In advance of the event, Delano spoke with Anja Grenner, director of funds at Intertrust, in Luxembourg. She moderates the “Operational Efficiency – a constant adaptation to the drivers of change and evolving PE operating platforms” panel, Tuesday at 3:15pm.
Aaron Grunwald: What do you want the audience to get most from the “Operational Efficiency” panel?
Anja Grenner: We want the audience to get a feeling for the constant change private equity service providers are undergoing, to a large part driven by the pressure that PE houses receive from their investors in terms of reporting, pricing, timing and compliance. The servicing industry constantly has to adapt its business models to be able to respond to these exigencies. We analyse the status quo of the Luxembourg PE servicing industry post AIFMD and discuss those trends that are likely to shape the future way of servicing private equity.
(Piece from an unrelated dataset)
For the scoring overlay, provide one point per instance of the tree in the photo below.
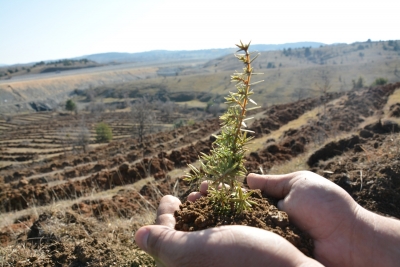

From a very high level, what has been the net impact of the AIFMD on PE funds?
PE has always been transparent to its investors. What we see with AIFMD is that transparency has been rolled out to other stakeholders as well, also driven by increased regulatory reporting. In the current low interest rate environment, many investors are obliged to invest higher quotas in alternative assets so that additional regulation and reporting can be considered, in a certain way, as a comfort factor. Flipside of this is the increasing cost that regulation like AIFM have brought, at the end impacting investor performance.
Are PE funds well known in Luxembourg? What would you like people here to know about the sector?
It depends who you are talking to. The Luxembourg financial community is experiencing its strongest growth through PE and real estate, so we experience the arrival of new service providers and PE houses all the time. While Ucits growth is more driven by performance of existing funds, new PE funds are launched all the time. This said, the Luxembourg population’s knowledge of PE is still fairly rudimentary, compared to, for example, real estate. Luxembourg historically does not have an “entrepreneurial” culture, but this is changing. As an example, the Luxembourg Private Equity Association, LPEA, is currently driving several initiatives to make PE better known to the wider public.
Aside from your own talk at the ALFI event, which speech or panel are you most looking forward to hearing, and why?
The programme this year is very good, diversified and driven by excellent and professional speakers so this is not even an easy question. I am probably most looking forward to those sessions where representatives of PE houses and international experts participate; at the end their needs are drivers for the Luxembourg community.